Aussi, du côté des Égyptiens, de son grand corps étoilé, Nout (Nwt) s'étend au-dessus de la terre et forme le ciel. Demeure de la vie hwt (hut) et domaine céleste pt (pet), c'est une déesse née du liquide primordial Nw (Noun). _ Elle est voûtée au-dessus de la terre, son corps est la demeure des Dieux, ses entrailles, la voie du Soleil, ses membres, les piliers du ciel. -
Les cordes de l’ange, 2025, collage composite, mine graphite, crayons de couleurs, dessin d’après «L’Annonciation» de Léonard de Vinci et d’après la nef de le Basilique St Marie-Madeleine à Vezelay, carte postale découpée, 14 cm x 21 cm
Le collage, des images qui saisissent.
Par le collage, il s’agit de créer des compositions avec des images qui me saisissent et qui sont déjà en partie formées. Que ce soit par le découpage de dessins, d’impressions photographiques de mon travail personnel, de lieux visités, ou de références, je manipule et collecte des images-matérielles. De cette façon, je construis des collages composites ou entièrement dessinés, mettant en exergue des figures allégoriques sur des fonds symboliques, et des coordinations de formes induisant un mouvement.

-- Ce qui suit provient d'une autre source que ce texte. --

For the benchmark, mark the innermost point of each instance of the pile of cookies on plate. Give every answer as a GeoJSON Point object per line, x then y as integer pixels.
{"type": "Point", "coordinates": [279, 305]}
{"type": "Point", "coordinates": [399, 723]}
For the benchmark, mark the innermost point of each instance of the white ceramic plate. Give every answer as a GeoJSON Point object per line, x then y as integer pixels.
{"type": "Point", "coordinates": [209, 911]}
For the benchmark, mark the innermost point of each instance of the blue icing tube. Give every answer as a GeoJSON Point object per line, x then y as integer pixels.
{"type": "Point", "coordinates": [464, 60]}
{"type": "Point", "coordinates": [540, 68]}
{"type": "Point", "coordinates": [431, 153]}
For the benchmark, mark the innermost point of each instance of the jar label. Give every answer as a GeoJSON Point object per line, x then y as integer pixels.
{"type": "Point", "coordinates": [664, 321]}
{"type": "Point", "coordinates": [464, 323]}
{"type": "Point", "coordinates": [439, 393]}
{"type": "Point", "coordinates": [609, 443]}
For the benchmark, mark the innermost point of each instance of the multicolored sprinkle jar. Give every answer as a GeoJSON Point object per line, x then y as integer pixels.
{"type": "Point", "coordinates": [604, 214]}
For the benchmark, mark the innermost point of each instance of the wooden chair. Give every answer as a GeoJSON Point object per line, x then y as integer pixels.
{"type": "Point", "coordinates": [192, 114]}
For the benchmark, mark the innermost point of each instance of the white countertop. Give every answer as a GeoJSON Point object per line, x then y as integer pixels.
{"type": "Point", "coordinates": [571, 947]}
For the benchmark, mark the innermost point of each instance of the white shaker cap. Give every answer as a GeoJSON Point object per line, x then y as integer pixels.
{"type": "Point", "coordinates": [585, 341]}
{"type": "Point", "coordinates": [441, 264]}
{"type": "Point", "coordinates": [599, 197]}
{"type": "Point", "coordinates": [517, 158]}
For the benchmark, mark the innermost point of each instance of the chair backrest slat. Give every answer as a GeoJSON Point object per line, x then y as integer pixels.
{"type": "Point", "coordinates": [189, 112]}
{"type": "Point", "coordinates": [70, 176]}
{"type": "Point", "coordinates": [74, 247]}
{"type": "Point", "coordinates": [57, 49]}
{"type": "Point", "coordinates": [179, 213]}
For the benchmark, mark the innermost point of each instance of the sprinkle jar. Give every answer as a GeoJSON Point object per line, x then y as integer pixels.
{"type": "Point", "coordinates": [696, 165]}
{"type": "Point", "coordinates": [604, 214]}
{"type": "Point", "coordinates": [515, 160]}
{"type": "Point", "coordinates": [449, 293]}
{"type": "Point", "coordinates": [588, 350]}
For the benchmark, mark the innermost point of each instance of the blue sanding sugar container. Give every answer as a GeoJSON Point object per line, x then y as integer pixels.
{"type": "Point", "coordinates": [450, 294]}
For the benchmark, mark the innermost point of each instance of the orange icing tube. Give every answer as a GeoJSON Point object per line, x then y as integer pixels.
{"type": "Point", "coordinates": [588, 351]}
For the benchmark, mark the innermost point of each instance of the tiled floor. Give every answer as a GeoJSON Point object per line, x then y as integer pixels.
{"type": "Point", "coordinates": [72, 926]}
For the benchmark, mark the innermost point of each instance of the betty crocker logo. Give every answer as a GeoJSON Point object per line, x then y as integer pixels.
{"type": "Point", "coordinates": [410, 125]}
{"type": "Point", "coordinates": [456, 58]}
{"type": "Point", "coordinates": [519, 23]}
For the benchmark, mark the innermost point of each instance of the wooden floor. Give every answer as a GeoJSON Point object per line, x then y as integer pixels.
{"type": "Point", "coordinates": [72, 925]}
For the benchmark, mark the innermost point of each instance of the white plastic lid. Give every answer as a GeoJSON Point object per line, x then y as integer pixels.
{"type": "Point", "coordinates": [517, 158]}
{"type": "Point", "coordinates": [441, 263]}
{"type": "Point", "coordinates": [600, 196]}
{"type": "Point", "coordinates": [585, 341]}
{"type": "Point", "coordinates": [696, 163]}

La pratique de découpe est complémentaire à la fluidité que je cherche à obtenir en peinture et en dessin. C’est l’œil du peintre ayant des bouts de papiers de différentes formes et couleurs entre les doigts, qui donne corps à une scène en déplaçant dans la troisième dimension les plans picturaux qui la composent. _"Des représentations qui s’entendent au-delà d’une idée."_Aussi, en travaillant avec ma culture personnelle et des œuvres inspirantes de l’histoire de l’art qui ont déjà avant moi ouvert des portes de compréhension, je leurs rend hommage et je cherche à interpréter ce qui m’anime en elles. Alors, en travaillant de nouvelles interactions, liens et espaces pour les éléments représentés, j’associe deux mondes. C’est frotter ensemble l’imaginaire et la réalité, pour espérer obtenir les étincelles qui feront cligner les yeux et qui peut-être, par l’entrebâillement de l’obscurité et de la clarté, invitera notre conscience à toucher le sens profond de certaines formes-images archétypales.